Most Common Cause of Injury to the Sternoclavicular Joint
The most common cause of dislocation of the SC joint in adults is vehicular accidents; the second is an injury sustained during participation in sports. Omer, in his review of patients from 14 military hospitals, found 82 cases of SC joint dislocations. He reported that almost 80% of these occurred because of vehicular accidents (47%) and athletics (31%). In contrast, Tepolt et al. performed a recent meta-analysis of posterior SC joint injuries in the adolescent population (comprising both true dislocations and physeal injuries; mean age, 15.2 ± 1.8 years) and found that 71% of injuries occurred during participation in sports (football, rugby, and wrestling).
Traumatic Injury Subtypes
Sprain or Subluxation
Acute sprains of the SC joint can be classified as mild, moderate, or severe. In a mild sprain (type I), all the ligaments are intact, and the joint is stable. In a moderate sprain (type II), the capsular, intra-articular disk, and costoclavicular ligaments may be partially disrupted, resulting in a subluxation of the SC joint (anterior or posterior).

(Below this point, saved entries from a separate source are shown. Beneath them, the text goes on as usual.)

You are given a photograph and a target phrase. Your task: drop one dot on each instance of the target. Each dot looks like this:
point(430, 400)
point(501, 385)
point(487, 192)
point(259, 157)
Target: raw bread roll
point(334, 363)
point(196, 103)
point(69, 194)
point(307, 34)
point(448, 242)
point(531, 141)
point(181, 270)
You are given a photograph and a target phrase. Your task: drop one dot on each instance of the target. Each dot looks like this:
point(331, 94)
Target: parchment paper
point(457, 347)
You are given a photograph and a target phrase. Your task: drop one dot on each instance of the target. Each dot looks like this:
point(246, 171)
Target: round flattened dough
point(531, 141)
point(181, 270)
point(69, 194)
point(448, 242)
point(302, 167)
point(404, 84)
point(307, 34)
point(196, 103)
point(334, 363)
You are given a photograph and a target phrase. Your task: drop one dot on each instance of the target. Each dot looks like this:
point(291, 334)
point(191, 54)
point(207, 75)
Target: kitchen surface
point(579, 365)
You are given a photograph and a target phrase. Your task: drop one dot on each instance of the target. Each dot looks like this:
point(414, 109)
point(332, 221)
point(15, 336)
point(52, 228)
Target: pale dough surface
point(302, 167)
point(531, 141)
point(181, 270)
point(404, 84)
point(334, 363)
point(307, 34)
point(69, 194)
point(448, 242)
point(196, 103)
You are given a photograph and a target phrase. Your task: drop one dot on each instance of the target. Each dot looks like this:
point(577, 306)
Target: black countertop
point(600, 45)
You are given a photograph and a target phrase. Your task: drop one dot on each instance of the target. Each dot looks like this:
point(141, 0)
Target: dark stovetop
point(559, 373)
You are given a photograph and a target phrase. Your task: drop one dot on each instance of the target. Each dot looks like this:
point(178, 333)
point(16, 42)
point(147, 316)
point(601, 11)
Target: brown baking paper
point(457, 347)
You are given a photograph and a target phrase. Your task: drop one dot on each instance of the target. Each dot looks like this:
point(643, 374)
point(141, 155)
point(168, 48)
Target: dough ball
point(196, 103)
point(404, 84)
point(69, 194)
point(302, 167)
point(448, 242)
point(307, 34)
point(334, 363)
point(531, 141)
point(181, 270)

Acute and Recurrent Dislocation
A severe sprain (type III) involves complete disruption of the capsular and intra-articular ligaments, resulting in a dislocation of the SC joint (anterior or posterior). Occasionally, the costoclavicular ligament is intact but stretched out enough to allow joint dislocation. Isolated dislocations of the SC joint can also occur in skeletally immature patients (i.e., without associated physeal injury). If the supporting ligamentous structures fail to heal following joint reduction, mild-to-moderate force may produce recurrent instability; however, this is rare.
Injuries in the Skeletally Immature
Acute Physeal Fracture. Traditional teaching describes SC injuries in childhood and adolescence as physeal fractures with either anterior or posterior displacement of the medial clavicle, not dislocation of the joint. However, more recent literature has supported the finding that skeletally immature patients may in fact have isolated SC joint dislocation without associated physeal injury, with one such study reporting that both forms of SC injury occur with equal prevalence.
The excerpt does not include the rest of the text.